When we consider that the action between the Roman and Gaulish armies was merely a cavalry battle, in which were engaged from 20,000 to 25,000 horses, the facts just stated cannot but appear interesting, although they may possibly belong to a battle of a later date.

[517] We have adopted the reading, aciemque constitui jubebat, which alone gives a reasonable interpretation.

[518] He was not the same as the one mentioned in pp. 307, 321, 320. (De Bello Gallico, VII. 67.)

[519] The three Gaulish camps having been established on the heights of Sacquenay, four or five kilomètres behind the position occupied by the infantry during the battle, and the line of retreat towards Alesia lying to the left, in the direction of Pressant and Vesvres, if Vercingetorix had returned to ascend the hills with his 80,000 men, to remove the baggage, that operation would have taken two or three hours, during which Cæsar might have cut off his retreat, or have inflicted a still more serious defeat upon him. But, by immediately hastening his march on Pressant, in order to follow from thence the road which, by Rivières-les-Fosses and Vesvres, joined the great road from Langres to Alise, near Aujeur, he got in advance of the Roman army, which, in the disorder in which it was at that moment, was not able to pursue him at once. And this is what he did.

The text says, also, that Vercingetorix gave orders that the baggage should be taken out of the camps in all haste, to follow him. If the baggage of an army of 100,000 men had accompanied Vercingetorix, on the road followed by the infantry, we cannot understand how the Roman army, which pursued the Gauls as long as daylight lasted, should not have captured it all. But investigations made in the country situated between the field of battle and the Alise, behind the heights of Sacquenay, have brought to light vestiges of a Roman road which, starting from Thil-Châtel, thirteen kilomètres behind Sacquenay, proceeded, by Avelanges, towards the hamlet of Palus, where it branched from the road from Langres to Alise. We may suppose, therefore, that Vercingetorix caused his baggage to follow in his rear as far as Thil-Châtel, where it took the road to Palus.

The Roman road from Langres to Alise, which, without any doubt, marks the direction followed by the two armies, has been traced almost in its whole extent by Commandant Stoffel. Even at the present day, on the territories of Fraignot, Salives, Echalot, and Poiseul-la-Grange, the inhabitants call it the Road of the Romans, or Cæsar’s way.

[520] We read (De Bello Gallico, VII. 68) the words, Altero die ad Alesiam castra fecit. We have before sought to prove that the words altero die must be translated by the second day after, and not by the next day. [See page 279, note (1).] It took Cæsar, therefore, two days’ march to move from the field of battle to Alesia.

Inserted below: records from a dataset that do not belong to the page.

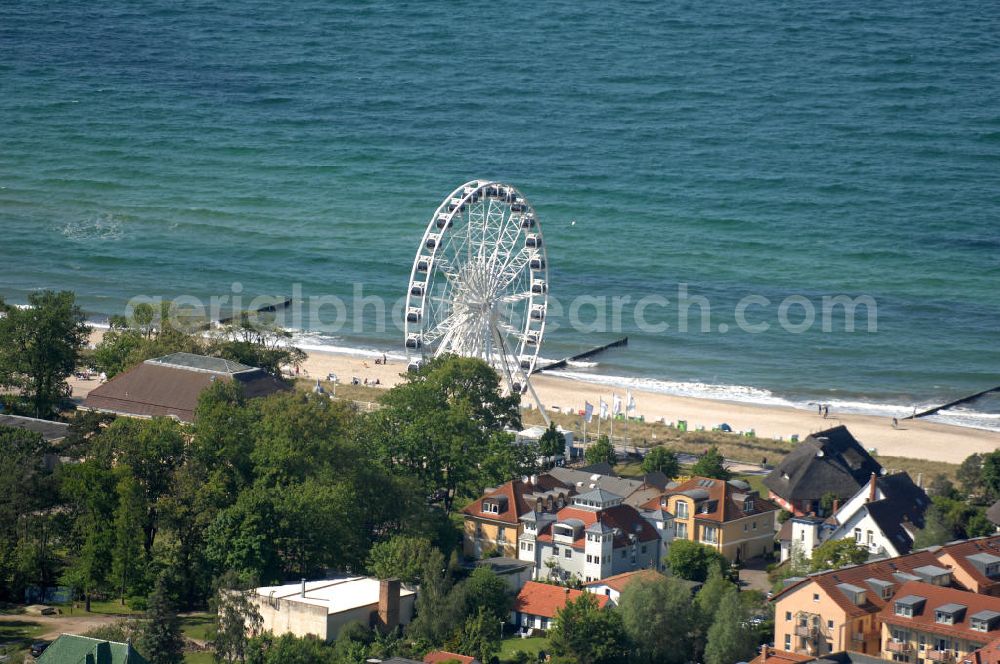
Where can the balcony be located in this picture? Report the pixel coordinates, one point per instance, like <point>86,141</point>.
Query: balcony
<point>806,631</point>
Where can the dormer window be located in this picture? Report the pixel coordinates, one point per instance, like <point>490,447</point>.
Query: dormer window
<point>949,614</point>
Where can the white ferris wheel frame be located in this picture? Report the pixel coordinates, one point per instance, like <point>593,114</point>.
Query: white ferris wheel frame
<point>479,283</point>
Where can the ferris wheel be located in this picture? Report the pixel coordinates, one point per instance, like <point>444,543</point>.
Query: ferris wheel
<point>479,283</point>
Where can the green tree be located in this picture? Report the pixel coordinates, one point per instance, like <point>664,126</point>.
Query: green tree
<point>128,557</point>
<point>90,493</point>
<point>662,459</point>
<point>26,491</point>
<point>658,618</point>
<point>600,452</point>
<point>935,531</point>
<point>553,442</point>
<point>161,640</point>
<point>236,617</point>
<point>837,553</point>
<point>587,634</point>
<point>39,349</point>
<point>479,636</point>
<point>436,427</point>
<point>403,557</point>
<point>692,561</point>
<point>729,639</point>
<point>711,464</point>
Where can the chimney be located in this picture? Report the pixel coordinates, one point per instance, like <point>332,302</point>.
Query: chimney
<point>388,604</point>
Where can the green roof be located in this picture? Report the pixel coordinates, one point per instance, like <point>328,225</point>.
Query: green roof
<point>73,649</point>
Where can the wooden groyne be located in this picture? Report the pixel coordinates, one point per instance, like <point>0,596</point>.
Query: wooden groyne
<point>559,364</point>
<point>950,404</point>
<point>267,308</point>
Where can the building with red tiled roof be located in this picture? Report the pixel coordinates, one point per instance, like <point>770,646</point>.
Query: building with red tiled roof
<point>841,609</point>
<point>442,656</point>
<point>988,654</point>
<point>493,522</point>
<point>595,537</point>
<point>936,623</point>
<point>537,603</point>
<point>727,516</point>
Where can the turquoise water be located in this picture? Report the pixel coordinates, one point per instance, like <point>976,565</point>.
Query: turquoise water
<point>768,148</point>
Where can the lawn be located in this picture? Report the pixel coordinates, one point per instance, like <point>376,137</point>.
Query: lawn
<point>18,635</point>
<point>531,645</point>
<point>198,626</point>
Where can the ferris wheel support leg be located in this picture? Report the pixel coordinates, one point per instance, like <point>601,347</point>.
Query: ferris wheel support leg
<point>538,402</point>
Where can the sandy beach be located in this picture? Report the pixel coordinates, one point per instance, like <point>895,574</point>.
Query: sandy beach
<point>915,439</point>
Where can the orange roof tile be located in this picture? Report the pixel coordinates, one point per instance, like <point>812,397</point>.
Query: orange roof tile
<point>720,496</point>
<point>445,656</point>
<point>517,492</point>
<point>542,599</point>
<point>937,596</point>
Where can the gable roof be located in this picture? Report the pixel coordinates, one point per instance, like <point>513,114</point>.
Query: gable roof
<point>624,520</point>
<point>170,385</point>
<point>543,599</point>
<point>722,501</point>
<point>901,511</point>
<point>949,599</point>
<point>445,656</point>
<point>959,552</point>
<point>858,575</point>
<point>50,431</point>
<point>830,461</point>
<point>521,496</point>
<point>85,650</point>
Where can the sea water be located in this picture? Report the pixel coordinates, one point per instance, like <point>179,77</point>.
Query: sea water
<point>762,149</point>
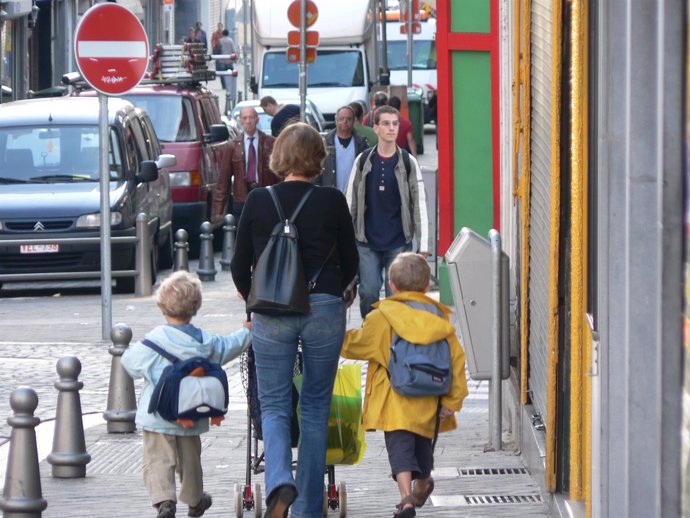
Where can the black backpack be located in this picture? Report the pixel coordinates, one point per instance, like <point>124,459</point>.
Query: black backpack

A study of the country fully confirms the interpretation we give to the expression altero die. In fact, to the north and east of Alise-Sainte-Reine (Alesia), to less than two days’ march, the ground is so cut up and broken that no cavalry battle would be possible upon it. It retains this character as far as fifty-five or sixty kilomètres from Alise, to the east of the road from Pranthoy to Dijon, where it becomes more easy and open. The battle-field of the Vingeanne, which we consider as the true one, is at a distance of sixty-five kilomètres from Alise. Supposing that, on the day of the victory, the Roman army had pursued the Gauls over a space of fifteen kilomètres, it would have had to traverse in the two following days, before arriving at Alesia, a distance of fifty kilomètres, that is to say, twenty-five kilomètres a day.

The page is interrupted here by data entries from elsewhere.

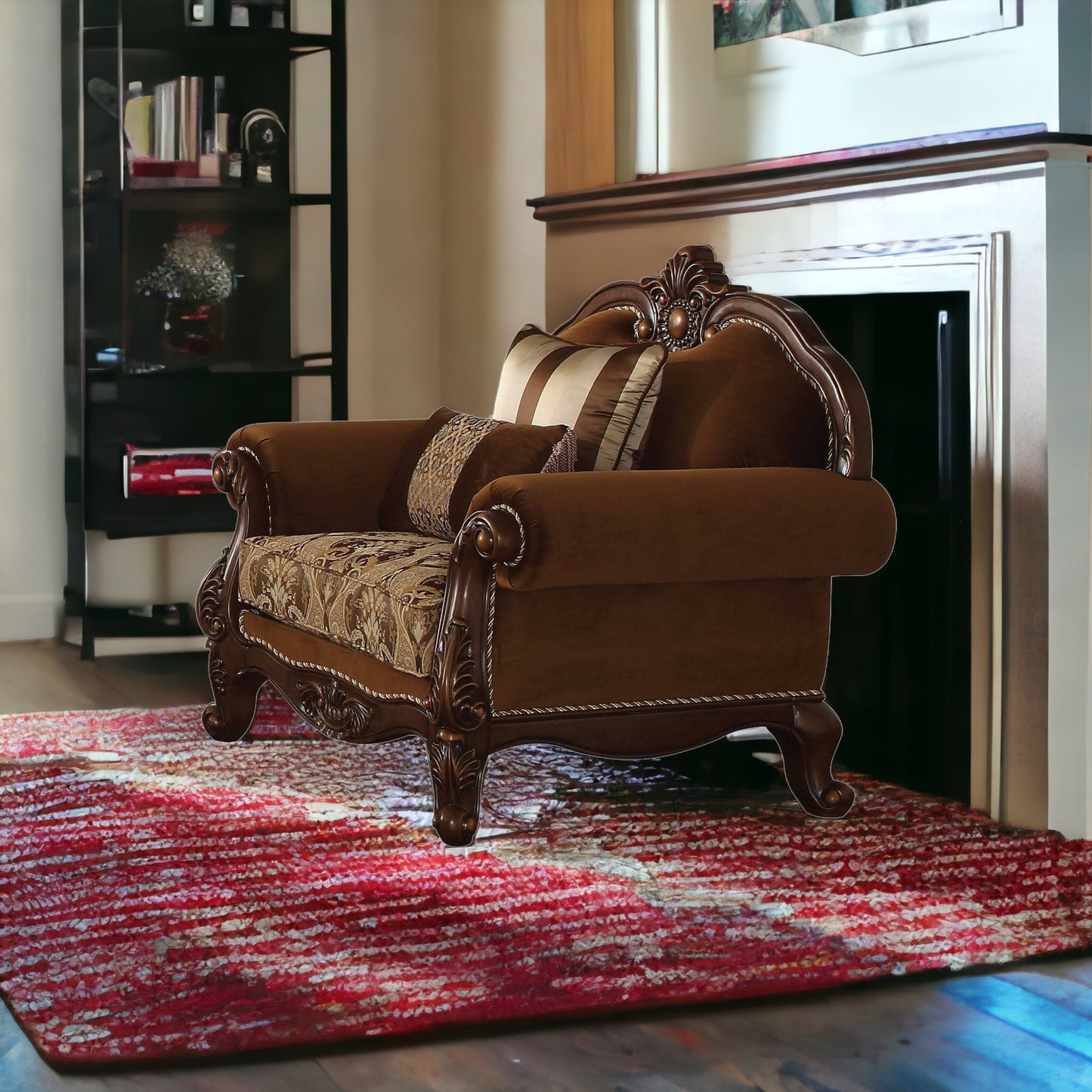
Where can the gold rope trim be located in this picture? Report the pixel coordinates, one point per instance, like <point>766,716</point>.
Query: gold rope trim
<point>329,670</point>
<point>663,702</point>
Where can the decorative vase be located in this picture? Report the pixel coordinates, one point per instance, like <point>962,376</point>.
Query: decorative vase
<point>194,328</point>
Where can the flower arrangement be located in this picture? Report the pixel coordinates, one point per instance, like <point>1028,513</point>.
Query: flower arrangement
<point>196,268</point>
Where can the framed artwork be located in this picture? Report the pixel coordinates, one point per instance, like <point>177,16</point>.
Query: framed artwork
<point>861,26</point>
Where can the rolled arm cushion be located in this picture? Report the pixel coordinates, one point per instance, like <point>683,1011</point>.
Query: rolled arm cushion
<point>321,476</point>
<point>679,527</point>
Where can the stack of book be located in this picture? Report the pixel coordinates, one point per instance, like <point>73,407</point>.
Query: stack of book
<point>166,472</point>
<point>165,131</point>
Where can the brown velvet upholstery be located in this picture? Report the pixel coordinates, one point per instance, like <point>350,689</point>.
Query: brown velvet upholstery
<point>576,645</point>
<point>660,527</point>
<point>637,613</point>
<point>297,647</point>
<point>736,400</point>
<point>323,476</point>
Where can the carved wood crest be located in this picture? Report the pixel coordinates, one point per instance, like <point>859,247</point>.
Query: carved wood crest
<point>680,297</point>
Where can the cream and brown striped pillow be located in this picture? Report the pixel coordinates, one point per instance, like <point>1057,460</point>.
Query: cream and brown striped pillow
<point>604,393</point>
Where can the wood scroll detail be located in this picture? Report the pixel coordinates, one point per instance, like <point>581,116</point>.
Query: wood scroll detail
<point>336,713</point>
<point>692,299</point>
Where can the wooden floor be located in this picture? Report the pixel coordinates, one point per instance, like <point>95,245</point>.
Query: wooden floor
<point>1023,1029</point>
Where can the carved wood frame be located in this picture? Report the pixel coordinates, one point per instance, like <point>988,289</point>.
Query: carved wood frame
<point>691,299</point>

[521] We call the reader’s attention particularly to the numerous Roman and Gaulish coins found in one of the fosses of the camp D, the list of which will be found in Appendix C, at the end of this volume.

[522] Near the western summit of the mountain two abundant springs arise; there is another on the eastern side. With these springs, as at Gergovia, it was easy to form large watering-places for cattle. Besides, manifest traces of a great number of wells are visible on the table-land, so that it is evident the besieged can never have wanted water, besides which, they could always descend to the two rivers.